7. After applying time-lag correction, next step is to apply Running median filter. Using this filter will give us the amplitude of local magnetic anomalies relative to median value. We'll enter a window size of 5500 (covering the length of the area).

• Note, that applying smaller window will also make noise more prominent.

8. Now that we have created residual anomaly data, we need to grid it. Choose the TMI_anomaly field in the slider menu and apply Gridding with previous conditions. Now that we only have residual anomalies, we can change the Range slider option in Gridding settings, to choose high, low or all available values.

9. If everything is done correctly, you should get the final Residual Anomaly map. For better visual presentation, you can disable flight path by selecting GPS track layer .

10. Next step is to pick anomalies that are potentional targets considerable for further investigation. First find an anomaly that has strong enough signal to be worth checking out, double left-click on the center of an anomaly to set point and choose "Create mark" in the toolbar. Do this to all identifiable anomalies. By using the slider option for Gridding, we can get even better Residual Anomaly map for further data visualization. After all the anomalies have been picked, it should look like this:

• Another way to pick anomalies is by using the center graph and individually looking through each line, where same principle can be applied:

11. After you have picked all the neccessary anomalies, you can export them as an .kml file if you need to upload them to any GIS software or look at them through Google Maps or Earth, or you can export the map as a georefferenced .geotiff image.

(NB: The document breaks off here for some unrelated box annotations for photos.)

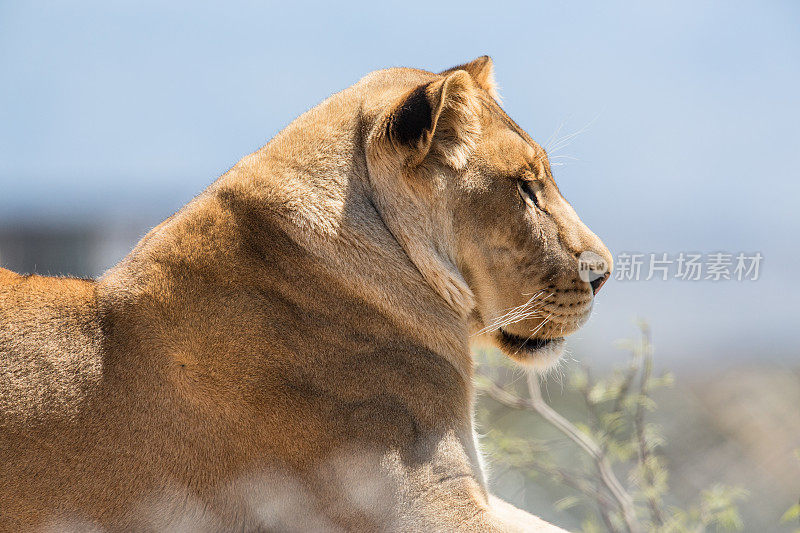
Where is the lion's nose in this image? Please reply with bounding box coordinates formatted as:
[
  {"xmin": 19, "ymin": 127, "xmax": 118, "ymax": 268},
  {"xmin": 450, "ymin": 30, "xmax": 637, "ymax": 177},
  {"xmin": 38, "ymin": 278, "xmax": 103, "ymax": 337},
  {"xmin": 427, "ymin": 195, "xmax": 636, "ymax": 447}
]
[{"xmin": 589, "ymin": 272, "xmax": 611, "ymax": 295}]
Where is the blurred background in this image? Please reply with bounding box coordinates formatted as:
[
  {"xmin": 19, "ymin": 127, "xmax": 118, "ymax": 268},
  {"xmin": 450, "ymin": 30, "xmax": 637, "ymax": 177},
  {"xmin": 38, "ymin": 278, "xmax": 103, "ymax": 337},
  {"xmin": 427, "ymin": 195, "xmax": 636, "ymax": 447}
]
[{"xmin": 0, "ymin": 1, "xmax": 800, "ymax": 531}]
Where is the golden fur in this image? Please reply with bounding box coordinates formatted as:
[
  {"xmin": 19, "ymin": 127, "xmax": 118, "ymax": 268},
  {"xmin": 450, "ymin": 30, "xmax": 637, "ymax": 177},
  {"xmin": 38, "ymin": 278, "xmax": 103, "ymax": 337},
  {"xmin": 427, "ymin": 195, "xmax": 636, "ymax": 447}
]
[{"xmin": 0, "ymin": 57, "xmax": 610, "ymax": 531}]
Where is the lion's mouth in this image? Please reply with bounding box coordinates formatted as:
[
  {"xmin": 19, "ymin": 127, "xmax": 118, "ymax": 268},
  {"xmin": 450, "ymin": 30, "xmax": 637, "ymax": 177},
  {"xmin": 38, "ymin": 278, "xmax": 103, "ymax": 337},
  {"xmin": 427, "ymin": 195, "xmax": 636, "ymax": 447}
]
[{"xmin": 496, "ymin": 328, "xmax": 565, "ymax": 362}]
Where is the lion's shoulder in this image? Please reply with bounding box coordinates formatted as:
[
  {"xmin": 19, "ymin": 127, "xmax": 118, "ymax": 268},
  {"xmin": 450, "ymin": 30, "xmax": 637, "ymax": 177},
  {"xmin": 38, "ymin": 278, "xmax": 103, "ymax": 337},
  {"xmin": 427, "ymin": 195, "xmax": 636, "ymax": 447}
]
[{"xmin": 0, "ymin": 270, "xmax": 102, "ymax": 425}]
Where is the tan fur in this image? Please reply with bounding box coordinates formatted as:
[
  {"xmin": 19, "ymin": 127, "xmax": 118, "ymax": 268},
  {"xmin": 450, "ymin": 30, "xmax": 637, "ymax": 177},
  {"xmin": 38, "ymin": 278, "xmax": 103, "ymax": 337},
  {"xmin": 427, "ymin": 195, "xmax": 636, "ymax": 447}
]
[{"xmin": 0, "ymin": 58, "xmax": 610, "ymax": 531}]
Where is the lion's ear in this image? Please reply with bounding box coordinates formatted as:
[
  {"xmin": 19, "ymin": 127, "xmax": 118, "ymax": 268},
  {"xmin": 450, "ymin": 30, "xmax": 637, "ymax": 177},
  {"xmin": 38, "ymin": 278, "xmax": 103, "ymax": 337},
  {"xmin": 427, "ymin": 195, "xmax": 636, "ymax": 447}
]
[
  {"xmin": 441, "ymin": 56, "xmax": 500, "ymax": 102},
  {"xmin": 387, "ymin": 70, "xmax": 480, "ymax": 169}
]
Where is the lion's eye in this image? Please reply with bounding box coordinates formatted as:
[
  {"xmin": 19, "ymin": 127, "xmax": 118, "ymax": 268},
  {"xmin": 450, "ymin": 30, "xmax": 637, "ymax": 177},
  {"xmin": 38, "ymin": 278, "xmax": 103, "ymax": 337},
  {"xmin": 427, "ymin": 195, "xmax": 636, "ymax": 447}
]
[{"xmin": 517, "ymin": 180, "xmax": 541, "ymax": 209}]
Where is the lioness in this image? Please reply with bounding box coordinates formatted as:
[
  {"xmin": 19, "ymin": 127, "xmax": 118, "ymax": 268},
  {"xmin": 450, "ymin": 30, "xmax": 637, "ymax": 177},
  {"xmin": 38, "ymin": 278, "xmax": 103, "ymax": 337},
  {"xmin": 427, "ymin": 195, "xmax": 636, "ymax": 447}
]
[{"xmin": 0, "ymin": 57, "xmax": 611, "ymax": 531}]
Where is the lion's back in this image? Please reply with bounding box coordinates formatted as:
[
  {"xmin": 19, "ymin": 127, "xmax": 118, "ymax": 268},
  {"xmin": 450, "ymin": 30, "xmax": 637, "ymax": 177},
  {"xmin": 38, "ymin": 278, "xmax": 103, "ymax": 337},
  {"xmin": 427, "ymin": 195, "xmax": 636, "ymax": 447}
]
[{"xmin": 0, "ymin": 269, "xmax": 102, "ymax": 429}]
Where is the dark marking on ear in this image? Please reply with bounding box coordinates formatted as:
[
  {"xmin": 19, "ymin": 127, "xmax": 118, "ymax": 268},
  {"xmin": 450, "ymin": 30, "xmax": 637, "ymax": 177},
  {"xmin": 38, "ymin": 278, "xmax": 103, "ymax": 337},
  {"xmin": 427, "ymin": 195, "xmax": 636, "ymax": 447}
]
[{"xmin": 389, "ymin": 83, "xmax": 433, "ymax": 146}]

Note, that this option is only available for licensed software!

12. As a last step, you can do “Quality control” to check whether the data acquistion has been done without any high margin errors for flight path. By knowing the distance between lines of each flight and the flight altitude (AGL) we can look for discrepancies between flight lines and their error amplitude as tolerance.

• Just by checking out a smaller portion of survey area, we can clearly see that the flight path has almost at all times been within error margin. Red line shows the area where tolerance was not met.